You can copy the code in the sections below into your R Notebook and execute it by, for example, pressing cmd + enter (mac) or ctrl + enter (windows) to execute the current line or selection.
library(tidyverse)
dd <- read_csv("commute.csv")
Let’s have a look at the data
dd
## # A tibble: 34 x 4
## direction date by minutes
## <chr> <date> <chr> <dbl>
## 1 home_work 2015-08-11 metro 51
## 2 home_work 2015-08-12 metro 49
## 3 home_work 2015-08-18 metro 50
## 4 home_work 2015-08-19 metro 45
## 5 home_work 2015-08-20 metro 60
## 6 home_work 2015-08-24 metro 41
## 7 home_work 2015-08-25 metro 46
## 8 home_work 2015-08-26 metro 46
## 9 home_work 2015-08-31 bike 50
## 10 home_work 2015-09-01 metro 41
## # … with 24 more rows
Ok, loading the data worked.
Let’s explore the data set!
How much time did it take me each day?
dd %>% ggplot(aes(date, minutes)) + geom_point()

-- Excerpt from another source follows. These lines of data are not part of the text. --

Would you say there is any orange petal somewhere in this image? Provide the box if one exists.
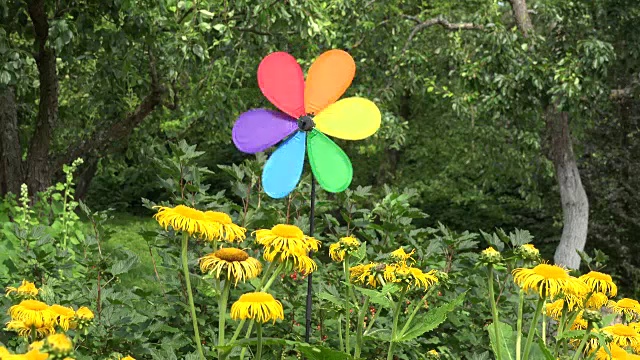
[304,49,356,115]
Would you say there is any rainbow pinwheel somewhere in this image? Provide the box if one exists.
[232,50,381,199]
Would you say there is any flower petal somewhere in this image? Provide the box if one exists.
[307,129,353,192]
[258,51,304,119]
[304,49,356,114]
[262,131,306,199]
[313,97,382,140]
[231,109,298,154]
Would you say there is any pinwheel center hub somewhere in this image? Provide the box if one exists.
[298,115,316,131]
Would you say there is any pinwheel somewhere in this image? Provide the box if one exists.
[232,50,381,199]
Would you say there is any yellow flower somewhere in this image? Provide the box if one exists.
[200,248,262,286]
[76,306,94,320]
[264,249,318,274]
[329,236,360,262]
[153,205,217,239]
[49,304,76,331]
[7,280,39,298]
[513,264,575,298]
[385,264,438,290]
[586,292,609,310]
[349,263,390,289]
[545,299,564,320]
[204,211,247,242]
[9,300,55,328]
[254,224,320,258]
[45,334,73,355]
[607,298,640,316]
[580,271,618,296]
[602,324,640,347]
[391,248,416,264]
[231,292,284,323]
[596,344,628,360]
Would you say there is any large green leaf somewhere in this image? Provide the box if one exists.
[487,322,517,360]
[392,292,467,342]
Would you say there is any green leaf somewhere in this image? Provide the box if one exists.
[395,292,467,342]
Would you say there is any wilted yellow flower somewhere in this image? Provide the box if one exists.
[44,334,73,355]
[200,248,262,285]
[204,211,247,242]
[153,205,217,239]
[596,344,628,360]
[9,300,55,328]
[580,271,618,296]
[586,293,609,310]
[49,304,76,331]
[513,264,576,298]
[254,224,320,258]
[329,236,360,261]
[545,299,564,320]
[602,324,640,347]
[391,248,416,264]
[607,298,640,316]
[385,264,438,290]
[231,292,284,323]
[7,280,39,298]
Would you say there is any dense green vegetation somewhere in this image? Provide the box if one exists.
[0,0,640,359]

(If the x-axis doesn’t look like this, try dd$date <- as.Date(dd$date)
to change the type of the date
column, then plot again.)
What does the distribution of commute times look like? Let’s make a histogram.
dd %>% ggplot(aes(minutes)) + geom_histogram()
## `stat_bin()` using `bins = 30`. Pick better value with `binwidth`.
We notice the binwidth message. Let’s set the binwidth to 1 minute.
dd %>% ggplot(aes(minutes)) + geom_histogram(binwidth = 1)
Train or bike is saved in by
column. Let’s change the color in the
histogram based on the by
column.
dd %>% ggplot(aes(minutes, fill = by)) + geom_histogram(binwidth = 1)
Do you see how the blue-ish bars “bump up” the red bars (e.g., around 50 minutes)? There are two ways to get rid of that.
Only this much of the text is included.